Last Sunday, the nation honored the memory, achievements and legacy of Dr. Martin Luther King, Jr., officially commemorating his memorial on the National Mall in Washington, DC. I believe it was a moving and fitting tribute to not just his efforts, but the entire civil rights movement, and a reminder of just how far we’ve come.
At the same time, over the course of this month we’ve seen story after story that reminds us that, though progress has clearly been made, the issue of race and its lingering pernicious impact continues to be a problem in our nation.
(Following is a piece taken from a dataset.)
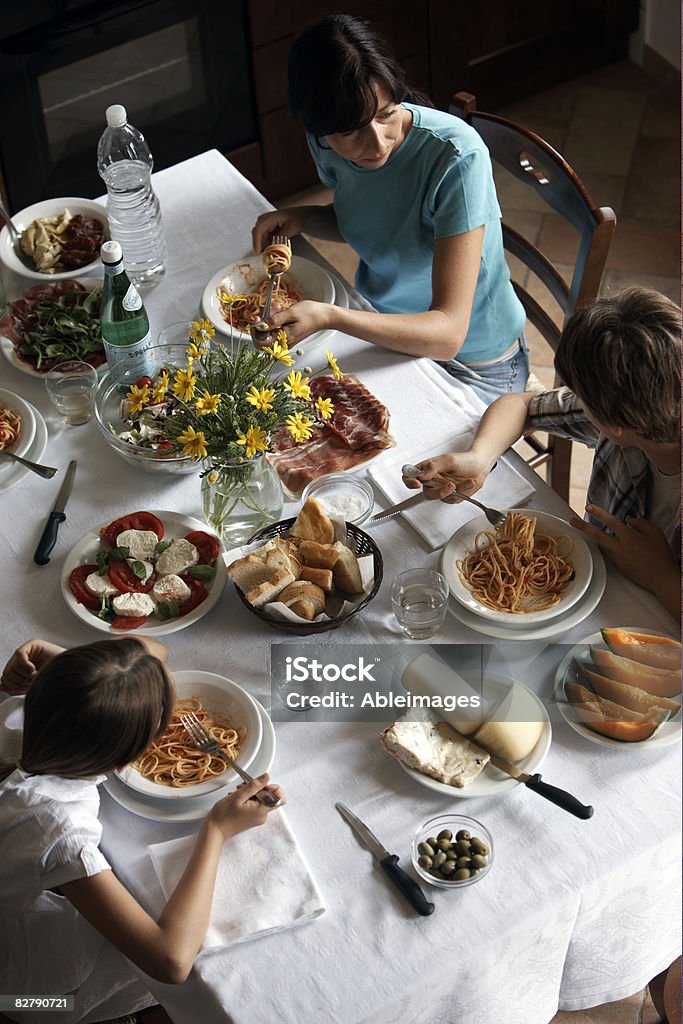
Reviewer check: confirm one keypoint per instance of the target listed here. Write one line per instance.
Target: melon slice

The issue of race in America first rose back to the surface of our national debate following the execution of Lawrence Brewer here in Texas. Brewer was the unrepentant murderer of James Byrd, Jr., whose 1998 dragging death in Jasper shocked our state and our nation. Days later in Georgia, Troy Davis was executed. Davis, African American, was convicted of murdering a white off-duty police officer. Davis was convicted solely on the basis of eyewitness identification but, since his trial, 7 of 9 eyewitnesses recanted their previous testimony. Right or wrong, many saw race as a key factor in the execution going forward.
The National Spotlight is Back on Texas
“Where race is concerned, people sometimes act as if the past is a distant country, a place we ought never revisit, unless it be for the occasional purpose of congratulating ourselves on how far we have come. But the past has this way of crashing the party. Usually, it does so with the subtlety of statistics quantifying ongoing racial bias in hiring, education and criminal justice. Occasionally, it does so with the bluntness of a sign reading “N—rhead.” — Leonard Pitts
Race in America (and Texas) reached the top of the national agenda after the Washington Post reported that Governor Rick Perry’s hunting ranch once held an extremely offensive name.
As it turns out, there are more than just a few similar place names across Texas and the nation. In 1991, I passed legislation to change racially offensive names given to geographical features throughout the state. Unfortunately, that intent does not seem to have been carried out. The bill listed 19 geographic features that contained some variation of “Negro” or “Negrohead” in their names and instead named them after various African Americans that have made significant contributions to Texas.
Twenty years later, almost nothing has been done. The legislation required the director of Texas Department of Transportation to submit applications to the U.S. Board of Geographic Names (USBGN) to reflect those changes and then update all relevant maps and signage in this state. According to the U.S. Geological Survey website, an application was submitted to the USBGN for 19 name changes, and the USBGN rejected each application.
I have asked the Texas Department of Transportation to investigate why no further action was taken and what the next steps are. I still believe changing the names of those 19 locations is an essential step in achieving a more tolerant Texas that respects the dignity of all individuals regardless of their race.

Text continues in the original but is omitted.